What is one line from the Bible? How long does it take to read it? This time she did as she was told, and starting from that one line a day she increased the amount that she read more and more. This was the beginning of her path towards God.

Tomorrow is called “Clean Monday” in the terminology of the Church; it is the first day of the Great Fast- Lent as it is called by many. If you count the days, there are 40 of them from tomorrow until the Friday before Palm Sunday, which this year falls on March 28. Lent is filled with rules and customs, such as church services on Monday, Wednesday and Friday, such as fasting from meat, fish and dairy products, such as spiritual readings and retreats and so on.

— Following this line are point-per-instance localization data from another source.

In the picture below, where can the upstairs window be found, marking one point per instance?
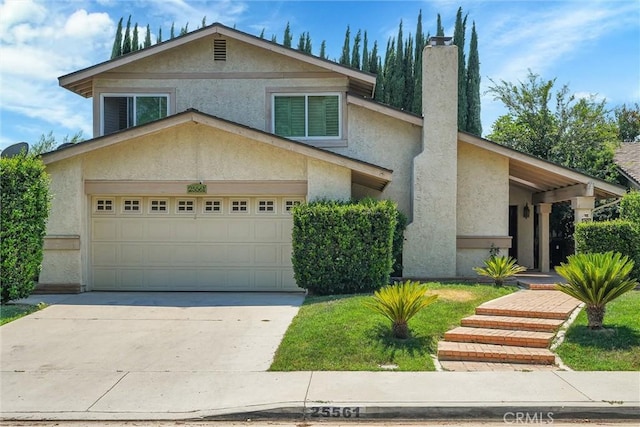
(120, 111)
(307, 116)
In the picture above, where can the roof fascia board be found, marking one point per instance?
(196, 117)
(383, 109)
(539, 163)
(86, 73)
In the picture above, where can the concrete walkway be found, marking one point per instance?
(168, 390)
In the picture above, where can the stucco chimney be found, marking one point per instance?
(430, 246)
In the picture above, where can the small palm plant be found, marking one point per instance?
(596, 279)
(499, 268)
(399, 303)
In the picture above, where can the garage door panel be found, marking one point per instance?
(196, 251)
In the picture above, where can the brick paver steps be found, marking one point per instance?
(540, 304)
(511, 331)
(500, 336)
(509, 322)
(494, 353)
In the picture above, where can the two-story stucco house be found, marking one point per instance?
(265, 127)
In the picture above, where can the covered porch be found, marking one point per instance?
(535, 185)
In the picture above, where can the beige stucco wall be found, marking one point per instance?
(327, 181)
(66, 218)
(519, 197)
(384, 141)
(483, 202)
(237, 89)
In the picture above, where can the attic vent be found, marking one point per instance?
(220, 50)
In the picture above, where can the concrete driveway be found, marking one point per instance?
(149, 331)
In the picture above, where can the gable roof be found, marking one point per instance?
(627, 158)
(81, 82)
(549, 181)
(363, 173)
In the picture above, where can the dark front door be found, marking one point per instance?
(513, 231)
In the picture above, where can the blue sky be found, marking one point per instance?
(592, 46)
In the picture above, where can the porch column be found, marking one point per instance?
(544, 209)
(582, 208)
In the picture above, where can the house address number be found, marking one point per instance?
(334, 412)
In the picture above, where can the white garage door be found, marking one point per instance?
(192, 243)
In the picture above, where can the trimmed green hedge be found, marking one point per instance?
(342, 248)
(630, 207)
(617, 236)
(23, 215)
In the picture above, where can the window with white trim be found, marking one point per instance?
(104, 206)
(122, 111)
(266, 206)
(185, 205)
(239, 206)
(131, 205)
(212, 206)
(158, 206)
(307, 116)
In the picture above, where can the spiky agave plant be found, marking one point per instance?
(499, 268)
(596, 279)
(399, 303)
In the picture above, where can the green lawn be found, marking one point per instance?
(340, 333)
(616, 348)
(11, 312)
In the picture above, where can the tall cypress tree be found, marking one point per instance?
(458, 40)
(408, 75)
(474, 124)
(126, 43)
(439, 27)
(355, 53)
(116, 50)
(147, 37)
(416, 106)
(287, 36)
(135, 44)
(344, 58)
(365, 54)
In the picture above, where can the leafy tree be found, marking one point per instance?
(458, 40)
(474, 123)
(126, 43)
(48, 142)
(576, 133)
(628, 119)
(287, 36)
(116, 50)
(344, 58)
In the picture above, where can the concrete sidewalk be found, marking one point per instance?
(103, 395)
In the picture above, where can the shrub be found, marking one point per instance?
(24, 209)
(399, 303)
(499, 268)
(617, 236)
(596, 279)
(341, 247)
(630, 207)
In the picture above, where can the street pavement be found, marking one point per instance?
(204, 357)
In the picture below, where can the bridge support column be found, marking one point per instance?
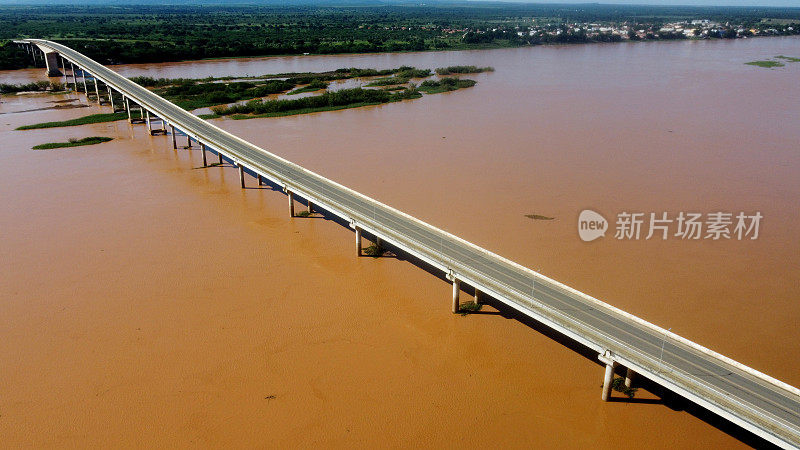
(111, 98)
(74, 76)
(51, 62)
(608, 379)
(64, 71)
(629, 376)
(456, 292)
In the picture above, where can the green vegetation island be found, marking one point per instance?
(777, 61)
(140, 31)
(249, 97)
(73, 142)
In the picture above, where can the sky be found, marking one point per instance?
(780, 3)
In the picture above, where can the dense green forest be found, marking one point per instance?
(126, 33)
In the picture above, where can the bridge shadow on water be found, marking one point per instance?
(665, 397)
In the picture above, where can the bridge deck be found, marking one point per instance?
(765, 406)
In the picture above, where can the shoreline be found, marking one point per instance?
(401, 52)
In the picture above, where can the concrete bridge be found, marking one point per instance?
(623, 342)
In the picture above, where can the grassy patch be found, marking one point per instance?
(469, 307)
(538, 217)
(444, 85)
(452, 70)
(388, 81)
(329, 101)
(73, 143)
(92, 118)
(768, 64)
(316, 85)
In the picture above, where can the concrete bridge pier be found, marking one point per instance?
(111, 98)
(608, 378)
(85, 89)
(64, 70)
(74, 77)
(290, 194)
(629, 376)
(51, 61)
(97, 91)
(456, 292)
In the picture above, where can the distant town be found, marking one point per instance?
(123, 34)
(573, 32)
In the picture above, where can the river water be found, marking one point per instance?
(145, 295)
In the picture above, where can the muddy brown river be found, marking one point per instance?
(146, 301)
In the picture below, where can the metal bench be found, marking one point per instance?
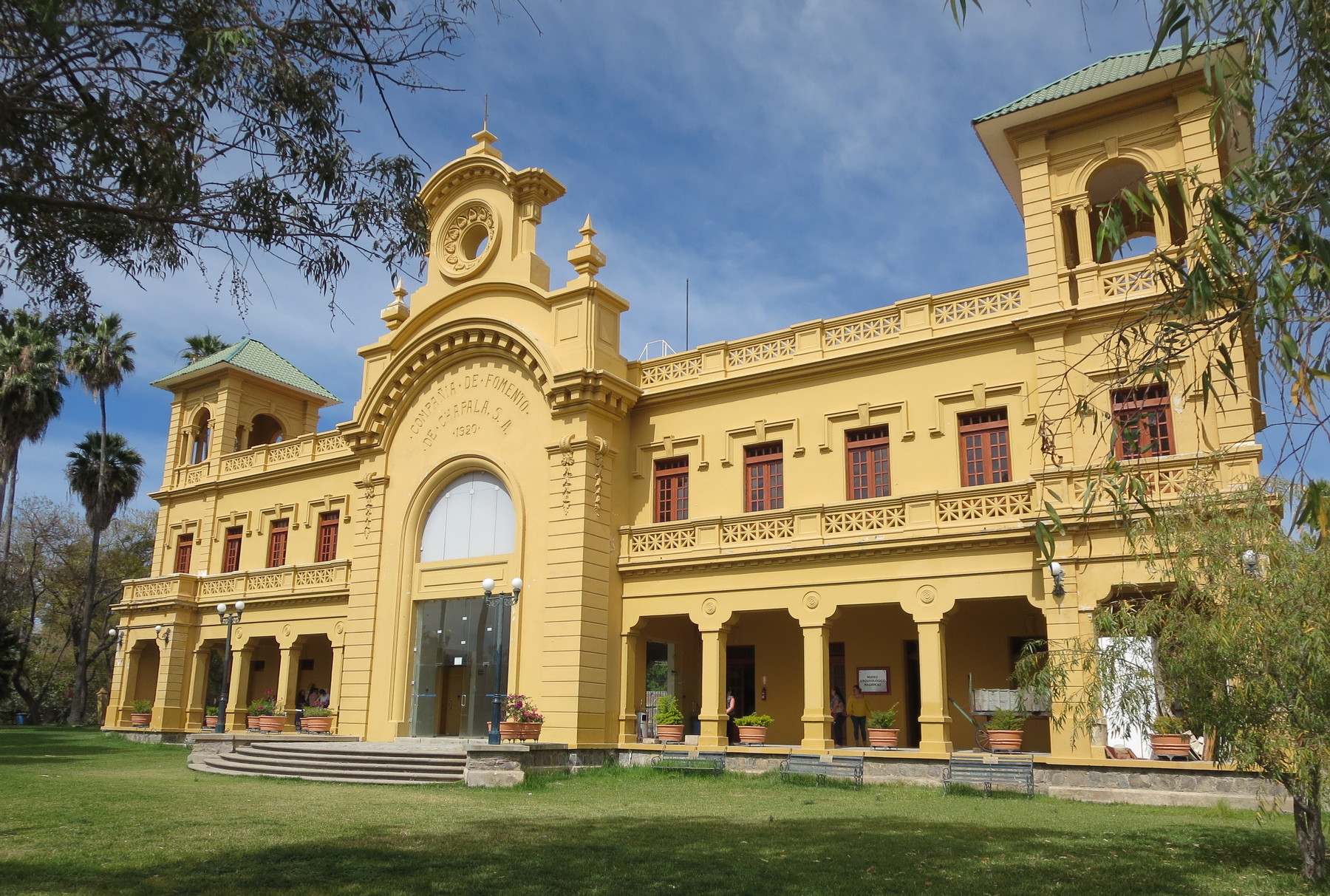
(686, 761)
(1015, 770)
(846, 767)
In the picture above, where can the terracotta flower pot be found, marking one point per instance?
(1170, 745)
(671, 733)
(751, 733)
(1004, 739)
(884, 736)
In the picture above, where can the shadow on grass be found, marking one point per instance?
(704, 855)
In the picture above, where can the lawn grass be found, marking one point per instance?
(83, 813)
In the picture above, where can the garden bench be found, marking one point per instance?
(686, 761)
(848, 767)
(990, 770)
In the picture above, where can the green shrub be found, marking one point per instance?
(884, 718)
(668, 711)
(1006, 721)
(1170, 725)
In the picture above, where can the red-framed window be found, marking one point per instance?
(764, 477)
(1142, 422)
(671, 490)
(866, 463)
(232, 550)
(277, 543)
(327, 536)
(984, 450)
(184, 552)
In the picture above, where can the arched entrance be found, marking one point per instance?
(454, 674)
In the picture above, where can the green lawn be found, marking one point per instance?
(81, 813)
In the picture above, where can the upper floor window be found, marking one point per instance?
(1142, 422)
(472, 517)
(184, 552)
(671, 490)
(232, 550)
(986, 456)
(326, 548)
(867, 468)
(764, 477)
(277, 543)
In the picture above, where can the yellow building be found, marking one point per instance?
(844, 500)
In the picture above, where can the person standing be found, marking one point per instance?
(858, 709)
(837, 717)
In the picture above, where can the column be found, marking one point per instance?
(632, 674)
(712, 718)
(934, 719)
(237, 698)
(286, 674)
(197, 706)
(817, 683)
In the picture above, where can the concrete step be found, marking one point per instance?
(377, 773)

The customs are many, but the intention is one: our renewal as Christians, as children of God. We believe that in Holy Baptism we are born again of water and the Spirit, but that this does not make us perfect. Baptism is the beginning of our life in Christ, but not the completion of it. Because of laziness and carelessness and misdirection by the devil we all fall short of the glory for which God intended us. Life is a continuous renewal, but we have these special times in order to focus intensely on our spiritual lives.

In tomorrow’s designated scripture readings are the words of the Prophet Isaiah, “Wash yourselves; make yourselves clean; remove the evil of your doings from before my eyes; cease to do evil, learn to do good; seek justice, correct oppression; defend the fatherless, plead for the widow” (Isaiah 1). I remember, too the words of St. Paul, “Do not be conformed to this world, but be transformed by the renewing of your mind, that you may prove what is that good and acceptable and perfect will of God,”. (Romans 12:2). Lent is about the most important issue in life itself, our relationship with God.

The story of Sister Nektaria and her epitimion teaches a powerful lesson, that small things can bring about major changes. We tend to focus on huge transformations, such as St. Paul, who was a fanatic enemy of Christianity until the day that Jesus personally confronted him, and such as St. Anthony, who one day went to church and heard something in the gospel reading that caused him to give away everything and depart on a path of solitude. But perhaps just as often or even more so, people are transformed by the small changes they make in life, such as reading one line from the Bible each and every day.

There are lots of small changes that you could make during Lent. I suggest that you select one and follow it with all your strength.